Rom (kath.net/LSN/jg)
Das Verhältnis zur römischen Kurie habe ihn fast den Glauben verlieren lassen. Im Kampf gegen die Korruption habe es Situationen gegeben, in denen er um sein Leben gefürchtet habe. Das sagte Ettore Gotti Tedeschi, der frühere Chef der Vatikanbank IOR, hat in einem Interview mit Le Iene, einer Sendung des italienischen Fernsehsenders Italia 1.

Gotti Tedeschi war von 2009 bis zu seiner Kündigung 2012 Chef des Istituto per le Opere di Religione (IOR). In dem Interview mit Le Iene sagte er, er habe es Mitgliedern der römischen Kurie zugetraut, ihn ermorden zu lassen. Bei einigen dieser Personen hätte ihn gar nichts mehr überrascht.
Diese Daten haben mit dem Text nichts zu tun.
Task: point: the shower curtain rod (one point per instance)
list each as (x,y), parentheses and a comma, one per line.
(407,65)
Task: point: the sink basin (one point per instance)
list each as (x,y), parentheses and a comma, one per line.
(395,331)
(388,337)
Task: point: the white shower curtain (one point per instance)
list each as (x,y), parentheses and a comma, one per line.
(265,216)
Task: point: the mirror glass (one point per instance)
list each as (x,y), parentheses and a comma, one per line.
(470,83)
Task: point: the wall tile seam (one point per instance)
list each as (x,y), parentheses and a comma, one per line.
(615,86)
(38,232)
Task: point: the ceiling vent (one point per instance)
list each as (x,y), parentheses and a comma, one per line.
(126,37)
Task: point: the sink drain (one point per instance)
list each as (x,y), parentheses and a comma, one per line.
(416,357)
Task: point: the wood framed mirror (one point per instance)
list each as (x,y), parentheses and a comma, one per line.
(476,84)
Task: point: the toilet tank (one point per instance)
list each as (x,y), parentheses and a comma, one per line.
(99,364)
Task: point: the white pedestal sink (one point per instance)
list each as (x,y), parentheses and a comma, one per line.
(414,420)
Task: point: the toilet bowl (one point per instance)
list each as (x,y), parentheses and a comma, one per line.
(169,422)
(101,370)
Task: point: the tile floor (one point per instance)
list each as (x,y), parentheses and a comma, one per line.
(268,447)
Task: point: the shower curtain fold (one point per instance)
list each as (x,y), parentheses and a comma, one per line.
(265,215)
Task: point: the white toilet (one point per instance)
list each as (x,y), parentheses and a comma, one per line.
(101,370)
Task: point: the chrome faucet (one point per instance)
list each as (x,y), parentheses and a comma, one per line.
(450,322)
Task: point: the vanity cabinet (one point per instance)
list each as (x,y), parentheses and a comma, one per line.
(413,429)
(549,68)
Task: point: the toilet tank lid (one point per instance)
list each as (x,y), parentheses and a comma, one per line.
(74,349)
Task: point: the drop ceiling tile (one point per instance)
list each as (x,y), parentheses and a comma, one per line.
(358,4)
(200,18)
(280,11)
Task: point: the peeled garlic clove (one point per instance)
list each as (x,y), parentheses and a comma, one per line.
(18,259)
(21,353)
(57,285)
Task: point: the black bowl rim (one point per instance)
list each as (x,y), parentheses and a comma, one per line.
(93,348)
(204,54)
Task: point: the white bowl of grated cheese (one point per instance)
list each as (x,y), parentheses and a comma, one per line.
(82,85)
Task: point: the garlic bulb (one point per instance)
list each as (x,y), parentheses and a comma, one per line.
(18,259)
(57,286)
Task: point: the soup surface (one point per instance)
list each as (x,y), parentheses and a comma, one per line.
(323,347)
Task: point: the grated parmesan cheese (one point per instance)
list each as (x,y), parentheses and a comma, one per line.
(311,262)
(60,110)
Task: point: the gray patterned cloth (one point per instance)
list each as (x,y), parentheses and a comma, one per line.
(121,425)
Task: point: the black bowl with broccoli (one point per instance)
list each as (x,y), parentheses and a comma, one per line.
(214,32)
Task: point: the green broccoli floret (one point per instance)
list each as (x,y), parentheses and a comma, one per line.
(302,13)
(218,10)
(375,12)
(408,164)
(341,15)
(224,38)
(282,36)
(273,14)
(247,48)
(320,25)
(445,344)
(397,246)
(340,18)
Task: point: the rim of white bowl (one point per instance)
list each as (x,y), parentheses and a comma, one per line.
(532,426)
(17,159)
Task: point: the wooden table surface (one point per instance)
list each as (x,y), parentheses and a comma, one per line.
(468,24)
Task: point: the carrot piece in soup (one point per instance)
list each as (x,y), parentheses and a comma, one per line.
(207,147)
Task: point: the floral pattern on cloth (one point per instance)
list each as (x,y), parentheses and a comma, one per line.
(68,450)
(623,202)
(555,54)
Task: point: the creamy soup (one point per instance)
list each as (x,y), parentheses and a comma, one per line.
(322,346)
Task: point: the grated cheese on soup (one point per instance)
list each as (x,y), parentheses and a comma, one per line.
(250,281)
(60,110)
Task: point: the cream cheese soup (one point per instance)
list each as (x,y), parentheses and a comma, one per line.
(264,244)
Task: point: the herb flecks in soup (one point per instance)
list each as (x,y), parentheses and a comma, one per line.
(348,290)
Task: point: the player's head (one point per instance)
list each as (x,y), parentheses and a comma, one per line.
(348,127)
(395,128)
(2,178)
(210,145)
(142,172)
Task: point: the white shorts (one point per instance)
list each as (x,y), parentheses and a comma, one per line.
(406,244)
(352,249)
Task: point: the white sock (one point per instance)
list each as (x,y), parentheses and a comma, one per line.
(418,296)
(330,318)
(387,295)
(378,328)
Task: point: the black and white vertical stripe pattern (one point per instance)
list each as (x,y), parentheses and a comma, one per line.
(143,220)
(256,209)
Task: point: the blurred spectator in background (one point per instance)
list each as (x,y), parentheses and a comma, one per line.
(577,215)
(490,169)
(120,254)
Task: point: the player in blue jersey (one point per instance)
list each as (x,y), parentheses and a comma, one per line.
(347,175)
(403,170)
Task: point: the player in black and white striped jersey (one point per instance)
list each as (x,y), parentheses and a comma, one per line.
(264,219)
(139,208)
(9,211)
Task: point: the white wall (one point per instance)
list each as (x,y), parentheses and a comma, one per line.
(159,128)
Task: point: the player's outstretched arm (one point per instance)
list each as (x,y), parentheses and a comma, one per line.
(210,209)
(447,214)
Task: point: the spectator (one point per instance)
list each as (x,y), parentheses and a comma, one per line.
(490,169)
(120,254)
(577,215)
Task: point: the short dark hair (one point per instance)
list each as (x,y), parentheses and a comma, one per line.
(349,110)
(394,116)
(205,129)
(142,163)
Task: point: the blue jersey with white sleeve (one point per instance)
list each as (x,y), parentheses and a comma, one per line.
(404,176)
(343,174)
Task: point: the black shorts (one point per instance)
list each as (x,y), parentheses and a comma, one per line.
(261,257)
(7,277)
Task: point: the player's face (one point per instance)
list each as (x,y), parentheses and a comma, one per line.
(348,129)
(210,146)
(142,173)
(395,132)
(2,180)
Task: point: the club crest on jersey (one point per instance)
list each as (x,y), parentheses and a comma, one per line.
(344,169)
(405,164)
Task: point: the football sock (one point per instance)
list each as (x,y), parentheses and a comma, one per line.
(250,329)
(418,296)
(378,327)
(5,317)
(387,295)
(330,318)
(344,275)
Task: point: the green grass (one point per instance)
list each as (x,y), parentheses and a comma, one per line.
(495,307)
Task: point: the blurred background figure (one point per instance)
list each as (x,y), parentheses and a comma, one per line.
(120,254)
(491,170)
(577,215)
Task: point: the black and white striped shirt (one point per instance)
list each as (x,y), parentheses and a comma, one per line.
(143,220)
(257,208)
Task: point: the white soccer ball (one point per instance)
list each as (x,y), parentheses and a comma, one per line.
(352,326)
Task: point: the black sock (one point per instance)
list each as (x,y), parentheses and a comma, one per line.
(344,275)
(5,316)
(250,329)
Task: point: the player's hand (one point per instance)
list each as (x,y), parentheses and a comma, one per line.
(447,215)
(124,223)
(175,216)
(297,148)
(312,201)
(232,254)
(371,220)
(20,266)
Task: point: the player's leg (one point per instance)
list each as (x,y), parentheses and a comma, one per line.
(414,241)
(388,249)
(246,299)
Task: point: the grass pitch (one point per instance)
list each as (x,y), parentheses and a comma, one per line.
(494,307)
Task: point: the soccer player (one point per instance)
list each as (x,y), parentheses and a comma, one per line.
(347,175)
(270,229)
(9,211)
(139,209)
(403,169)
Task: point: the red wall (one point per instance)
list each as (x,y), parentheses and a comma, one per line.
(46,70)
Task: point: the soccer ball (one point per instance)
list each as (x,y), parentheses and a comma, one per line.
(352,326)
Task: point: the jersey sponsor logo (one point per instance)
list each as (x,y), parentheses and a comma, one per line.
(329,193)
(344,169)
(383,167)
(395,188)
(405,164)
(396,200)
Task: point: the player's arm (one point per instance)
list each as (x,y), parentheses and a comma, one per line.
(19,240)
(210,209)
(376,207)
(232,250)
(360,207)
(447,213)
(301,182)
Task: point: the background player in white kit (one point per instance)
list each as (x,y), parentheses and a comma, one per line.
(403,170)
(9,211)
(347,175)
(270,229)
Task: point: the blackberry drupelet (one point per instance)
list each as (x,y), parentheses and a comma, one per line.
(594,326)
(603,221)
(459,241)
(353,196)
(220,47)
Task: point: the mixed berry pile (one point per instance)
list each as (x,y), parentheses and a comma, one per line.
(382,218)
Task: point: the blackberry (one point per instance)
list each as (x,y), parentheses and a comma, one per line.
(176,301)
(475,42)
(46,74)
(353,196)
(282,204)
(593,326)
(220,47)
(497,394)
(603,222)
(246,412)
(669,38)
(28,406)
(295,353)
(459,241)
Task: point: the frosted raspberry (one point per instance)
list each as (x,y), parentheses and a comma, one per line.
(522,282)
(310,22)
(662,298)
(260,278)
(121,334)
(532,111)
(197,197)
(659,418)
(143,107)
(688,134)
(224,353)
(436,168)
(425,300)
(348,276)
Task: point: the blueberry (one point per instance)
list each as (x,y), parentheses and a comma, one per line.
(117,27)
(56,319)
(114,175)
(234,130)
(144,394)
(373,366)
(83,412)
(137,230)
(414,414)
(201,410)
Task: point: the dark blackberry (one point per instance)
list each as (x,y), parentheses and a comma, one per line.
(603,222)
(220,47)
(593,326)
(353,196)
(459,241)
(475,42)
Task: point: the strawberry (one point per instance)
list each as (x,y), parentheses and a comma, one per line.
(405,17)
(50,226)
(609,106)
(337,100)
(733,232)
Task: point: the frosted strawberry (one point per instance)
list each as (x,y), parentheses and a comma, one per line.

Das Interview mit Gotti Tedeschi ist Teil einer Serie, die Le Iene über den mysteriösen Tod von David Rossi, einem Manager der Bank Monte dei Paschi di Siena (MPS). Rossi kam ums Leben, nachdem er 2013 aus einem Fenster gefallen war.

Gotti Tedeschi zeigte sich überzeugt, dass vier Konten der Vatikanbank von Schüsselfiguren der MPS Bank gehalten worden seien. Er sei der Ansicht gewesen, dass auf den Konten Schmiergelder von Politikern geparkt gewesen seien, die später gewaschen werden sollten. „Niemand wird die Existenz dieser Konten bestätigen“, sagte Gotti Tedeschi gegenüber Le Iene.

Dies sei Mitarbeitern der römischen Kurie bekannt gewesen. Er selbst habe nie wissen wollen, wer die Kontoinhaber seien, weil dieses Wissen ihn und seine Familie in Gefahr gebracht hätte. „Ich habe mich immer geweigert, diese Konten anzusehen, damit ich nicht eines Tages beschämt vor einem Richter stehe, der mich fragt: ‚Haben sie von diesen Konten gewusst?’“

Ettore Gotti Tedeschi wurde 2009 von Papst Benedikt XVI. als Präsident des IOR eingesetzt, um die Bank zu reformieren, insbesondere um internationale Standards gegen Geldwäsche einzuführen. 2012 sprach ihm der Aufsichtsrat das Misstrauen aus, weil er wesentliche Aufgaben seiner Position nicht erfüllt habe. Gotti Tedeschi wies diese Vorwürfe zurück. Der wahre Grund für seine Kündigung sei gewesen, dass die von ihm geplanten Maßnahmen gegen Geldwäsche die Schließung von Konten nichtreligiöser Kunden bedeutet hätte.